Proposals set pathway for much-needed improvement
Proposals set pathway for much-needed improvement in fresh water
Water New Zealand is urging the Government not to dilute the proposals in its recently released discussion document aimed at cleaning up the country’s freshwater resources.
In a submission on the Action for healthy waterways proposals, Water New Zealand says the Government needs to stand strong and defend the plan against vested interests seeking to avoid responsibility for activities and practices that have led to degraded water quality.
Principal Advisor Water Quality, Jim Graham says Water New Zealand supports an evidence-led approach to freshwater policy, underpinned by sound science. Science has identified and quantified the problems and the proposals provide solutions that are clearly based on that science.

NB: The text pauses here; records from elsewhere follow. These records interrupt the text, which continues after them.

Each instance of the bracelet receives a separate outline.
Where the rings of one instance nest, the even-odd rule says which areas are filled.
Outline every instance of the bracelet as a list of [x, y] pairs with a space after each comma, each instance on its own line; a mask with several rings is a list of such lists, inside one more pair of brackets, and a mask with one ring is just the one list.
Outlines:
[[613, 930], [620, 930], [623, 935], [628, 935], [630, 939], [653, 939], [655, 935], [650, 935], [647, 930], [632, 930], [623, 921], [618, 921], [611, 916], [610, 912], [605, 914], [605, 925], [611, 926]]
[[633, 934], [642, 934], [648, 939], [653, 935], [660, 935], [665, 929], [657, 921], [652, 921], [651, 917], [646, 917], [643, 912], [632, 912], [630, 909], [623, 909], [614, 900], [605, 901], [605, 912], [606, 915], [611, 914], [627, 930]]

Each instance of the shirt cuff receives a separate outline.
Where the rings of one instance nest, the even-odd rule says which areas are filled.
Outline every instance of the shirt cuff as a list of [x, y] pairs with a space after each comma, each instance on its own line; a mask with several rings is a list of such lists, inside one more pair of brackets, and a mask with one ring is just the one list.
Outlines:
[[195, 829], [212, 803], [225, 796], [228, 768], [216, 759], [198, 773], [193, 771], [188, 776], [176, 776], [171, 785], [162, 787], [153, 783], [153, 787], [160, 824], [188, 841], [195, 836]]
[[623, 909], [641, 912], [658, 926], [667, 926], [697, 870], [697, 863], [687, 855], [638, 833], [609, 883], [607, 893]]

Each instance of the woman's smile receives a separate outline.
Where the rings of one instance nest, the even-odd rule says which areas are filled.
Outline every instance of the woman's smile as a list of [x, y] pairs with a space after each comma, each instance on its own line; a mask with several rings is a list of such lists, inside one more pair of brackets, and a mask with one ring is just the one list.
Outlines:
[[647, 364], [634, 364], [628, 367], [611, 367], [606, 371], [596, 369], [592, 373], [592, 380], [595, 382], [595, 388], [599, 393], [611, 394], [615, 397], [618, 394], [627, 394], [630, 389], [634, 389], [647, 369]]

He says the evidence is clear that high intensity agriculture, particularly dairying, has resulted in a serious decline in water quality in some parts of the country.
While Water New Zealand welcomes the approach outlined in the document and the proposed limits of nitrogen and other contaminants from agriculture and urban discharges, it has some concerns about the ability of Regional Councils to implement the proposals.
Jim Graham says that while many councils perform a range of important functions very well, some have a poor record of enforcing requirements of the Resource Management Act and conditions set in resource consents.
“Since 2008, Water New Zealand has undertaken an annual performance comparison of drinking, waste and stormwater services by local authorities.
“The National Performance Review shows a wide variation in consenting practices and a low level of enforcement for wastewater and stormwater non-compliance, with very few prosecutions. An unacceptable number of discharges operate on consents which have been expired for many years. This should not have been allowed.”
He says a likely reason for this is that the councils, though tasked with enforcement, are not specifically regulatory authorities.
“We need greater central government regulatory oversight and in the longer term, our view is that New Zealand would benefit from a central regulator covering drinking water, wastewater, stormwater and freshwater.”
Water New Zealand strongly supports the Te Mana o te Wai hierarchy of obligations and says a national discussion about Maori rights and interests in water is long overdue.